N.K. Pattenshetty. 2001. Surgery in Ancient India:
Its Evolution and Progress. In History of Science, Philosophy and Culture
in Indian Civilization. Volume IV Part 2- Medicine and Life Sciences
in India. Edited by B.V. Subbarayappa. New Delhi: PHISPC. Centre
for Studies in Civilizations. Pp. 157-191.
Brief review by
Surgery in ancient India was highly
developed. Even up to the 18th century, before the British came,
plastic surgery was being practiced in India. Pattenshetty has given a detailed
account of the knowledge of surgery in ancient India in the essay quoted above.

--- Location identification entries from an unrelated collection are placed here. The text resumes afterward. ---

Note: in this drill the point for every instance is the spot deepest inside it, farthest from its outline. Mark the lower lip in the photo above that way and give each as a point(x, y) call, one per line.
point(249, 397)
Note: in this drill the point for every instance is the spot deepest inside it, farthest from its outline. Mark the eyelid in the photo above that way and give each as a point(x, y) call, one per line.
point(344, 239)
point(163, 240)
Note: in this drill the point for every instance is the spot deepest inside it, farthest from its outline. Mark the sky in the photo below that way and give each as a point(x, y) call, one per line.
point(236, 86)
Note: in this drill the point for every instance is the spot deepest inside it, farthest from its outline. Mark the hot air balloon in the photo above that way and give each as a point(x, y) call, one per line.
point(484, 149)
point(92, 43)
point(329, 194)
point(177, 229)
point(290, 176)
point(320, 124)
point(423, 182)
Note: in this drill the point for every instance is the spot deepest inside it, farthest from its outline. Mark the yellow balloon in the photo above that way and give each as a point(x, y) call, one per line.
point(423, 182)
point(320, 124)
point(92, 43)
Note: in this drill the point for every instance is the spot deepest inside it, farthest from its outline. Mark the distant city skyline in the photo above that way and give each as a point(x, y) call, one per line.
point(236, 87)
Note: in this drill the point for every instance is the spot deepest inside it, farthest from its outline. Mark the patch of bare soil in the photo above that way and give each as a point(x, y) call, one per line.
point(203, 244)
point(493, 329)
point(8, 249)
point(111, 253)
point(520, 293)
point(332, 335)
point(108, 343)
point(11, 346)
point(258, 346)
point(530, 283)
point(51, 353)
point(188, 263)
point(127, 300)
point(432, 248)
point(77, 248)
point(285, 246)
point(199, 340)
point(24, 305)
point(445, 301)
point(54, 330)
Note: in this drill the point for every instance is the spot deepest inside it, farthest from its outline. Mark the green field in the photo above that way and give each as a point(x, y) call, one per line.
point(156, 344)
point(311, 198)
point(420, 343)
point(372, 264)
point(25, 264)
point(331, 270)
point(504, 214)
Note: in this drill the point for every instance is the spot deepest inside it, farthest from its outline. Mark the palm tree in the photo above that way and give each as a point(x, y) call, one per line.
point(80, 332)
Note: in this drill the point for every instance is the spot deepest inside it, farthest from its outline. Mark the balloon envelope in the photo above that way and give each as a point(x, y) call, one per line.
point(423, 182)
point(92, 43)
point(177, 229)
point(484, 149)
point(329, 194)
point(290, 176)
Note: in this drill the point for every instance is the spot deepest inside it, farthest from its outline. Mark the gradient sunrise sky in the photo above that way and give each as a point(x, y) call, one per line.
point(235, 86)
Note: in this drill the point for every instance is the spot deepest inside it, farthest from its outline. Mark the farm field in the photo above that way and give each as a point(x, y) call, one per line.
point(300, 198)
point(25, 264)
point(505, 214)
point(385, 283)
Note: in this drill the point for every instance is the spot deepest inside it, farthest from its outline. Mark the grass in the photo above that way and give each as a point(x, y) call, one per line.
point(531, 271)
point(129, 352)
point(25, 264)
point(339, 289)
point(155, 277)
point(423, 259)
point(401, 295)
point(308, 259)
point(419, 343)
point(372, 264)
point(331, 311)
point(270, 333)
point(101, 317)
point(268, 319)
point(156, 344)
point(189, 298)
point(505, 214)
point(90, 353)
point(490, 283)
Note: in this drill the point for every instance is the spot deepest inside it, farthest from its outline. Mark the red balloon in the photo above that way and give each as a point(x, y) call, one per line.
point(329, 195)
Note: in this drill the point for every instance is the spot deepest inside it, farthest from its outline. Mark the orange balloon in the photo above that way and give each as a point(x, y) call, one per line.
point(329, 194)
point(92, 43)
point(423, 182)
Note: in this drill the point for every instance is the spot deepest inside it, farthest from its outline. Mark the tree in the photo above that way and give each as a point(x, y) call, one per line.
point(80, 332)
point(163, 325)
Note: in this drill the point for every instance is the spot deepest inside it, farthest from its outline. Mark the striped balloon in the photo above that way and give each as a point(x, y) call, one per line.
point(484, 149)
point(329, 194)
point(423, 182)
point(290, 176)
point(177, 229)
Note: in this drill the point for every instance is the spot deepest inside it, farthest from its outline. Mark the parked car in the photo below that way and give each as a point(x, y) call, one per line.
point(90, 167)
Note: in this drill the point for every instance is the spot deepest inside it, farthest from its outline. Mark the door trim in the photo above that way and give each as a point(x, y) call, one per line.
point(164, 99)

The present paper Surgery in
Ancient India: Its Evolution and Progress, appearing in volume IV Part 2
named the Medicine and Life Sciences in India, has been contributed by
N. K. Pattenshetty who specialized in Clinical and Research Methodology. Pattenshetty
was engaged in Rural Medical Service in Karnataka and also taught Ayurveda at
degree and post-graduate levels.
In the very introduction Pattenshetty
tells us that Indian Surgery that forms one of the eight specialties of Ayurveda,
was known as Salya-tantra in ancient texts and that Salya-tantra
had along with the other seven specialties of Ayurveda had reached the
zenith of achievement at an early stage of Indian history. Out of the four Vedas,
the Rigveda, Yajurveda, Samveda and the Atharvaveda that are held
sacred by the Indians, Ayurveda is said to have its origin in the Atharvaveda
compiled sometime during 1000 BC, though Pattenshetty contemplates that knowledge
of surgery in India must have been known many centuries before the Christ. Susruta,
who authored the Susruta-tantra around 400 BC, is usually called
the Father of Indian Surgery. He was the son of Visvamitra and a disciple of
Kasiraja Divodasa Dhanvantari, a renowned surgeon simply known as Dhanvantari.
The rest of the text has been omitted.